Gardons-nous de faire dire aux Québécois ce qu’ils n’ont pas dit | Bernard Drainville - Député de Marie-Victorin - Parti Québécois
Des idées pour le Québec — 11 mai 2011

Dans une lettre publiée dans La Presse, le chroniqueur Jocelyn Coulon, estime que la défaite électorale du Bloc Québécois est une défaite pour le projet indépendantiste. Cette conclusion ne surprend pas sous la plume d’un ancien candidat libéral-fédéral. On peut lire des affirmations semblables dans l’essentiel de la presse anglo-canadienne qui se réjouit, non seulement de la « mort du séparatisme », mais également l’affaiblissement du poids politique du Québec. Est-ce cela aussi, le « moment fédéraliste » qu’applaudit M. Coulon ?

Que l’élection du 2 mai soit une défaite pour le Bloc Québécois est une évidence. Mais  rien n’indique que les Québécois aient voulu sanctionner le projet souverainiste en soi.  Contrairement à M. Coulon, j’appuierai mon opinion sur des données. Le dernier sondage de Léger Marketing nous indique les deux principales raisons pour lesquelles les Québécois ont voté NPD : la volonté de changement et la perception que ce dernier était plus apte à barrer la route à un gouvernement conservateur majoritaire.

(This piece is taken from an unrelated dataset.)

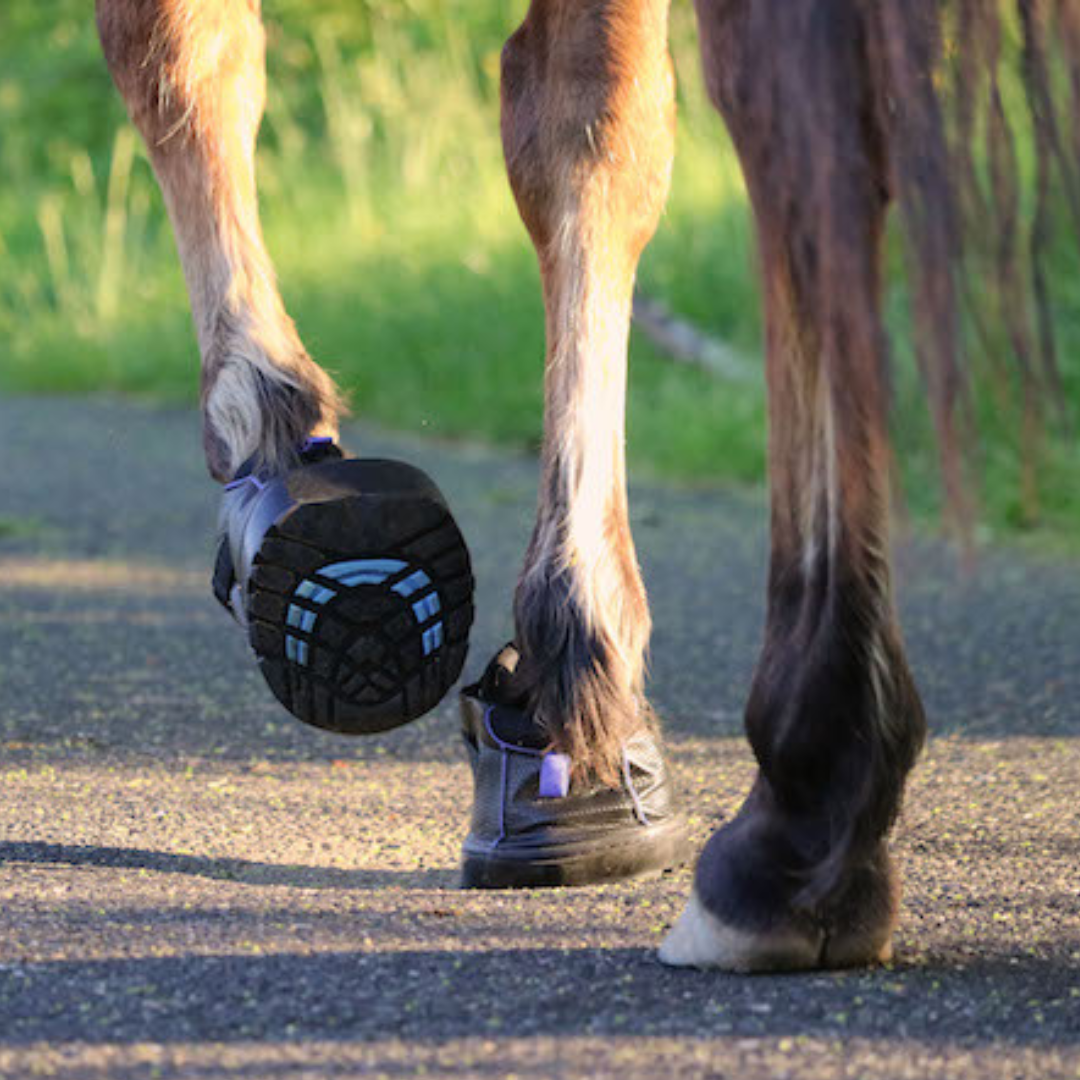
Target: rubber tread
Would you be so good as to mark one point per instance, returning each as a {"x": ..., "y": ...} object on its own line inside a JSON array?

En somme, la victoire du NPD au Québec n’est pas une victoire pour le fédéralisme ; c’est la victoire d’un parti fédéraliste, le NPD, jugé mieux à même que le Bloc de battre un autre parti fédéraliste, les conservateurs. Il faut aussi noter que beaucoup de souverainistes ont voté pour le parti de Jack Layton dont plusieurs des candidats étaient par ailleurs souverainistes. Bref, j’inviterais M. Coulon à prendre garde et éviter de faire dire aux Québécois ce qu’ils n’ont pas dit. Du même souffle, je l’inviterais à se garder de me faire dire ce que je n’ai pas dit.

« Les vrais Québécois »

Réglons ça une fois pour toutes : je n’ai jamais parlé de « vrais » ou de « faux » Québécois. Que cette désinformation soit colportée par des blogueurs hostiles au projet souverainiste est dans l’ordre normal des choses de la part de gens pour qui la vérité a peu d’importance, mais, de la part d’un universitaire, on se serait attendu à plus de rigueur.

Ma position est claire et maintes fois répétés, y compris pendant la campagne : « Est Québécois celui qui vit au Québec ». Autrement dit, au Québec, il n’y a que des vrais Québécois. Cette règle ne souffre d’aucune exception.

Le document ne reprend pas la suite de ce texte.